A new study says that an intensive weight loss intervention program could bring improvements in bothersome hot flushes during menopause among overweight and obese women.
Alison J. Huang, M.D., from the University of California, San Francisco, and colleagues in a six-month randomized controlled trial, used self-administered questionnaires to assess bothersome hot flushes.
"Hot flushes are among the most common concerns of women during menopause and persist for five or more years past menopause in as many as one-third of women," wrote the authors as background to the article.
The authors studied 338 women (average age 53) who were overweight or obese and had urinary incontinence.
Compared to the control individuals, women randomized to the intervention group reported slightly greater physical activity at baseline but the two study groups did not differ significantly with regard to other characteristics, including flushing.
According to the authors, in analyses of all women reporting bothersome hot flushes at the initial stages, decreases in weight, BMI and abdominal circumference were each associated with improvement in self-reported hot flushes during six months.
However, there were no significant associations between changes in physical activity, calorie intake, blood pressure or overall self-reported physical and mental functioning and change in bothersome flushing.
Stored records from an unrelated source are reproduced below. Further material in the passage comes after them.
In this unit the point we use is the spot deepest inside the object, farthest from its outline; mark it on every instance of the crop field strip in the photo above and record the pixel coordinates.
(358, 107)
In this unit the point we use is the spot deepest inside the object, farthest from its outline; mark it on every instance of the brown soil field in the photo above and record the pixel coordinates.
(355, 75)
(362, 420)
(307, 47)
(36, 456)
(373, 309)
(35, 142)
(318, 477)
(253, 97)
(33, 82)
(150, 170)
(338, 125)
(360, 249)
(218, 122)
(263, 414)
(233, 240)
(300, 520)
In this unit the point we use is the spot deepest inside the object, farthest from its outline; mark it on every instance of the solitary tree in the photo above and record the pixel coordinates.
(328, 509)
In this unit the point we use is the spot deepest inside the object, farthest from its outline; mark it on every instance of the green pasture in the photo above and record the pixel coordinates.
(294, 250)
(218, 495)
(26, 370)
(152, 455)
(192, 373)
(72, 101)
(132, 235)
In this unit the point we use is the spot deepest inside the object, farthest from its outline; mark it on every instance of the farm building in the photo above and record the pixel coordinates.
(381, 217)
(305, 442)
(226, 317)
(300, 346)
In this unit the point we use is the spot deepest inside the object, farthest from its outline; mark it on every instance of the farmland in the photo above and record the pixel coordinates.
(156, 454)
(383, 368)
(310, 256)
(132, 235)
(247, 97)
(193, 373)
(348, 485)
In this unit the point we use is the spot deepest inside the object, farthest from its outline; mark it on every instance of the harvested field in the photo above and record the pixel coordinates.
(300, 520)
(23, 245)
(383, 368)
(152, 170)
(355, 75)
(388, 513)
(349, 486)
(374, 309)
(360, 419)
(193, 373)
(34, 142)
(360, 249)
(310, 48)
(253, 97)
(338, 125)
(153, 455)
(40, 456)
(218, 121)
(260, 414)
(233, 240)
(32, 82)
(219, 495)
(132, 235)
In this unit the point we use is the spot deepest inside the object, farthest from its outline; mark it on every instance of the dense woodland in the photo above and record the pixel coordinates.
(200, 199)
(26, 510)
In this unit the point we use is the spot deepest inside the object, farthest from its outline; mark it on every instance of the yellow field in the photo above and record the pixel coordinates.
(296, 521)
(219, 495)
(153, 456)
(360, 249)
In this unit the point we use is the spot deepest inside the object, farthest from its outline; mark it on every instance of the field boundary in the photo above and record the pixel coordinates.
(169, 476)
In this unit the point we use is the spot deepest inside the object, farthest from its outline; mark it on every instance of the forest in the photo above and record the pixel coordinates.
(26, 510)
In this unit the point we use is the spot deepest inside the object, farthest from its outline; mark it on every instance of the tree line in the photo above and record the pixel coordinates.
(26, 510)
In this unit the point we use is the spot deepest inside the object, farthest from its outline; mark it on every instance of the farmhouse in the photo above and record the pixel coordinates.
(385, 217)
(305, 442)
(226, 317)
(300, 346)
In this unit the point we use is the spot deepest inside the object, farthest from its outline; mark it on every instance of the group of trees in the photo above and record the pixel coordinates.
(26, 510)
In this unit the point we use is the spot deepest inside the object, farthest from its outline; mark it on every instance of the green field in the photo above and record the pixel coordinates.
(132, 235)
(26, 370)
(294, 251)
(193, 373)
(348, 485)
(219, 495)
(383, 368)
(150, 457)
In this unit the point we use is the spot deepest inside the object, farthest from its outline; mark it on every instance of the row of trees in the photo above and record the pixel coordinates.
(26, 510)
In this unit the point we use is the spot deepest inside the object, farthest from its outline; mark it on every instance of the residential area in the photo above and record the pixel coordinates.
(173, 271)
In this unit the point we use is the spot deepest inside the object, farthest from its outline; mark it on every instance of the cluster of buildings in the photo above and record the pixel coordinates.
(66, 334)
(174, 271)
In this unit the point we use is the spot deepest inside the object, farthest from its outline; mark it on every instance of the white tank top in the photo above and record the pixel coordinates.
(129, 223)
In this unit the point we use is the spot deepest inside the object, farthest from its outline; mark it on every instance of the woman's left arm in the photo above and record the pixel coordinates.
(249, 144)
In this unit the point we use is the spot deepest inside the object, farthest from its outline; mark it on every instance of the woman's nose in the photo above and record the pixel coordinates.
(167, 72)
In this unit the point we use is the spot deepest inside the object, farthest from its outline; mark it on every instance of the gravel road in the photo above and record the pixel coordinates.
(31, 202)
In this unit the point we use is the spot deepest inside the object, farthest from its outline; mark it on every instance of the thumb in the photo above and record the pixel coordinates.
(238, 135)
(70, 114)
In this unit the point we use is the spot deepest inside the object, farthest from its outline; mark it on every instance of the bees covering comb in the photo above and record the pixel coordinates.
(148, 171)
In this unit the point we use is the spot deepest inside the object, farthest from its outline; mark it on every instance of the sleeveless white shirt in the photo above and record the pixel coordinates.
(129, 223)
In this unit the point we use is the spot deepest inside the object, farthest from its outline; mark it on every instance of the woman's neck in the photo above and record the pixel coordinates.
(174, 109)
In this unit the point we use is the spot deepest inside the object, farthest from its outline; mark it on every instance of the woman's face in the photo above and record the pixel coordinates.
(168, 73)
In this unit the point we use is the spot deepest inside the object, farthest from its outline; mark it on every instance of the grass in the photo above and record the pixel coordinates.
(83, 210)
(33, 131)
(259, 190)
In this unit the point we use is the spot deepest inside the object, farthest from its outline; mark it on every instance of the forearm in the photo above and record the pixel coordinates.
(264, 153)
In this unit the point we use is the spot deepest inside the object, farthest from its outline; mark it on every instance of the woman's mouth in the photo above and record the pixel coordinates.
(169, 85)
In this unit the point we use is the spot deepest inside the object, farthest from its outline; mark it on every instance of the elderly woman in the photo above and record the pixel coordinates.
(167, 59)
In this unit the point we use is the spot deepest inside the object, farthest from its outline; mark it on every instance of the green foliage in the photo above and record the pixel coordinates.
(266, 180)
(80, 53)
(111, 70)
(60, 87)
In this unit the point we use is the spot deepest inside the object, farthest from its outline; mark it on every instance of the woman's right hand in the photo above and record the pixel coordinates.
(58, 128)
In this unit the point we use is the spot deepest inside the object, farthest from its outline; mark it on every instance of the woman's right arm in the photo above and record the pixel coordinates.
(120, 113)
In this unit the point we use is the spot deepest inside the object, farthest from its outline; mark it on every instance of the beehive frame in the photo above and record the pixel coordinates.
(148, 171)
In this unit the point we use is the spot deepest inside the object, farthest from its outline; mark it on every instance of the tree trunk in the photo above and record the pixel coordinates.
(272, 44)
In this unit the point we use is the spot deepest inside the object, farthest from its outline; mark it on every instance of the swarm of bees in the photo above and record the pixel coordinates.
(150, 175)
Additionally, "among women who were at least slightly bothered by flushing at baseline, the intensive lifestyle intervention was associated with significantly greater decreases in weight, body mass index, abdominal circumference and systolic and diastolic blood pressure relative to the control group," wrote the authors.
"No statistically significant effect of the intervention on self-reported physical activity, total calorie intake or overall physical or mental functioning was observed."
"Our findings indicate that women who are overweight or obese and experience bothersome hot flushes may also experience improvement in these symptoms after pursuing behavioral weight loss strategies; however, improvements in weight or body composition may not be the only mediators of this effect," concluded the authors.
The study is published in the latest issue of Archives of Internal Medicine, one of the JAMA/Archives journals.